Tennessee Moving Forward With Special Legislative Session On Guns

In light of recent unsettling events, Tennessee Gov. Bill Lee (R) has announced a special session of the state legislature to begin on August 21. The session was prompted by a heart-wrenching incident — the shooting at The Covenant School in Nashville, where six lives were tragically taken. The aftermath of the shooting poses significant questions about public safety, mental health, and the core values that Tennessee should prioritize.

One cannot ignore the curious focus of the session. Considering Tennessee’s reputation as a leading state in preserving firearm rights, the breadth of issues it could tackle to guard against an increasingly polarized federal government is vast. Yet, Gov. Lee seems intent on addressing some favorite liberal issues: gun control, Medicaid expansion, and further funds for healthcare institutions that, as critics argue, might further entrench practices of “transing” young children.

A particularly puzzling move by Lee in this session’s announcement is his emphasis on red-flag laws. Such laws would permit the state to mark individuals and authorize the confiscation of their firearms for 180 days – all without proper due process. Also on the table is a proposal requiring DNA collections from anyone arrested for felonies, regardless of whether they are convicted.

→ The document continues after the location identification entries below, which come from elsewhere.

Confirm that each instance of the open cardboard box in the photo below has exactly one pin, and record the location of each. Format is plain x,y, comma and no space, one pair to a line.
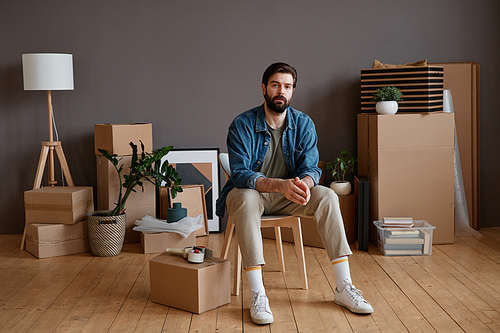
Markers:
192,287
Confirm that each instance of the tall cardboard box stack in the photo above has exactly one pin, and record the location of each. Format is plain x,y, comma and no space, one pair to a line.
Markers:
409,159
56,220
115,138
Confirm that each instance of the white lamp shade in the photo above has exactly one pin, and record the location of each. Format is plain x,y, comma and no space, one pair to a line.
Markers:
48,71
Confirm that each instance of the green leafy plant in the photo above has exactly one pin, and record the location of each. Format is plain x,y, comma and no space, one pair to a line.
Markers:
341,165
387,93
144,167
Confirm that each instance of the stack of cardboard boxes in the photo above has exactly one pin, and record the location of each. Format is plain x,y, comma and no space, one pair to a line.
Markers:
115,138
56,220
408,157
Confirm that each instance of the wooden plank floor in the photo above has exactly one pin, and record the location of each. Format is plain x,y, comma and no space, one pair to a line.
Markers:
456,289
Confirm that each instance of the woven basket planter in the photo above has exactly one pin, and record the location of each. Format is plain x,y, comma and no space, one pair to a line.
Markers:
106,233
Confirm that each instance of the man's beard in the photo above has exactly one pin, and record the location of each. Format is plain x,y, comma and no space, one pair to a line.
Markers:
273,106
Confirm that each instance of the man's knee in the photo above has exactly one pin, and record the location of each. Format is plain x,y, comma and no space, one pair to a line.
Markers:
325,195
243,199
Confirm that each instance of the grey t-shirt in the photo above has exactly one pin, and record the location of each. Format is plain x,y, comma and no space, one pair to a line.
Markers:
273,165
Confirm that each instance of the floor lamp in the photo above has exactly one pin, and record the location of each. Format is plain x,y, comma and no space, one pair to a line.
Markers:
49,71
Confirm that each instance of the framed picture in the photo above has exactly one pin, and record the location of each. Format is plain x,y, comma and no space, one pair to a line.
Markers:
199,167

Given the Covenant School tragedy’s context, it’s astonishing that the governor has refrained from a deeper investigation into the shooter’s background. Despite the links established between female-to-male transgender testosterone treatments and heightened violent tendencies, the state’s focus seems to be on the weapon and not the wielder. Isn’t it more pertinent to delve deeper into the underlying causes?

Evidence suggests that specific demographics, particularly those with neurodevelopmental and psychiatric disorders, are notably susceptible to the transgender agenda. There’s an alarming connection between autism and gender dysphoria. The Covenant shooter, biologically female, was autistic and had “transitioned” to male.

The numbers don’t lie. A significant study from the University of Cambridge revealed that individuals with gender dysphoria had a staggering risk of autism, up to 12 times higher. Another research from the Netherlands showcased that 20% of those with gender dysphoria also suffered from autism spectrum disorder.

These aren’t ordinary statistics. With the prevalence of autism rising from 1 in 10,000 to 1 in 36, there’s a growing necessity to scrutinize the push toward transgenderism and the correlated upsurge in autism.

Prominent epidemiologist and cardiologist Peter McCullough weighed in on the matter. He stated that there are “certainly outbursts of anger, inability to control various emotional states” in autistic individuals. When such conditions are compounded with hormonal treatments, the outcomes can be disastrous for both the individual and society. He stressed that treatments that significantly increase mortality risks would typically be removed from the market.

Yet, instead of tackling these underlying issues, Lee seems keen on channeling millions of dollars to the institutions that could encourage these trends. If Tennessee’s legislators have the welfare of their citizens at heart, they’d pivot the session’s focus to the potentially dangerous push to transgenderism and address the rise in autism. In addition, they should prioritize legislation that addresses actual criminals, not innocent citizens.

In a statement, Gov. Lee expressed his dedication to preserving “the constitutional rights of law-abiding citizens,” noting that the state remains “vigilant” in the face of evolving public safety threats.